Je tape d’un doigt sur mon téléphone, affalée sur le canapé dans un appartement romain. On n’entend que les légers ronflements des enfants, (et les vrombissements de fusée asthmatique de Marichéri), la ville est terrassée de chaleur…et j’adore. Sérieusement, il va falloir me traîner de force pour me faire monter dans l’avion du retour.
L’immeuble est tout calme. On est dans une ruelle étroite et pavée près du Vatican, où les voitures ne passent pas mais les Vespa oui. Sauf à cette heure-ci. Tout est plongé dans une torpeur moite et silencieuse. On entend juste le bruit des grillons qui s’éclatent sous le soleil de plomb dans le patio…ça m’a donné l’envie de les rejoindre. Le bâtiment date du dix-septième siècle, d’après l’agence. Même les cloisons internes font un mètre d’épaisseur, alors il n’y a pas de problème, les murs extérieurs protègent bien de la chaleur. N’empêche, quand on ouvre la vieille porte en bois, pour descendre l’escalier en marbre désuet et vieillissant, presque incongru, on se prend une bouffée de chaleur épaisse et terrassante…et j’adore. On peut presque la goûter. Tout le monde dort et je pousse la grille brûlante du patio. Il n’y a que moi, les grillons fous qui se déchaînent, un malheureux chat qui n’en peut pas, et la végétation qui brille de chaud…je ne dois pas être normale. Il est sensé faire 45 à l’ombre d’après la météo. Mais il n’y a pas d’ombre. Et je suis ravie. J’adore l’heure de la sieste, tout est tellement calme, englué par la torpeur du soleil… il faudrait que je rentre, mais je suis si bien là, à fondre doucement, à profiter du silence brûlant, des couleurs folles, des odeurs de chaud… Je ne dois pas être normale. Même les locaux dorment.
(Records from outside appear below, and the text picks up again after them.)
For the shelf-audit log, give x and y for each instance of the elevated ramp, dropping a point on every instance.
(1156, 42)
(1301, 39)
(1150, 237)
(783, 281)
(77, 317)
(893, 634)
C’était pareil lorsque j’étais en Andalousie (j’y ai passé un été en stage quand j’étais étudiante)…et la chaleur écrasante, dans le désert près de Huelva, à l’ouest de Séville, on sait très bien faire aussi. À l’heure de la sieste, quand tout le monde dormait, je montais sur la terrasse. Je devais être la seule éveillée et je me gorgeais de chaleur…je vous rassure, je ne suis pas inconsciente. Je me mets à l’ombre si il y en a. Je bois des hectolitres d’eau, par heure. Je luis de crème solaire et je ne me balade pas à moitié indécente en sous-vêtements comme la première anglaise venue (au contraire, j’ai même un t-shirt à manches 3/4, mais blanc). Je ne quitte jamais mon chapeau. Je bouge un minimum. Je n’ai jamais attrapé le moindre coup de soleil. C’est juste que je suis bien en pleine canicule, la vraie. Celle qui est sèche, presque métallique. Quand on sent la végétation roussir sous le soleil, quand le ciel est blanc de chaleur à midi puis bleu profond quand le soleil se calme. C’est ce qui me manque le plus en Angleterre. L’odeur de l’été et le bleu du ciel. Pas le bleu pâle qu’on y a parfois. C’est joli aussi, mais ce n’est pas l’été pour moi. Alors que là, avec le thermomètre au bord de l’explosion, je suis bien pendant que tout se liquéfie autour. Évidemment, je suis en vacances, je n’ai rien à faire et ce n’est que pour une semaine. C’est facile. Mais je profite à fond. Marichéri dit que je suis différente au soleil, plus détendue. Et pas seulement parce que c’est les vacances. C’était pareil au Mexique, et pourtant je travaillais, je prenais le métro, je vivais normalement…mais avec la chaleur. En fait, je me sens bien à partir de 40 degrés…je ne suis pas normale.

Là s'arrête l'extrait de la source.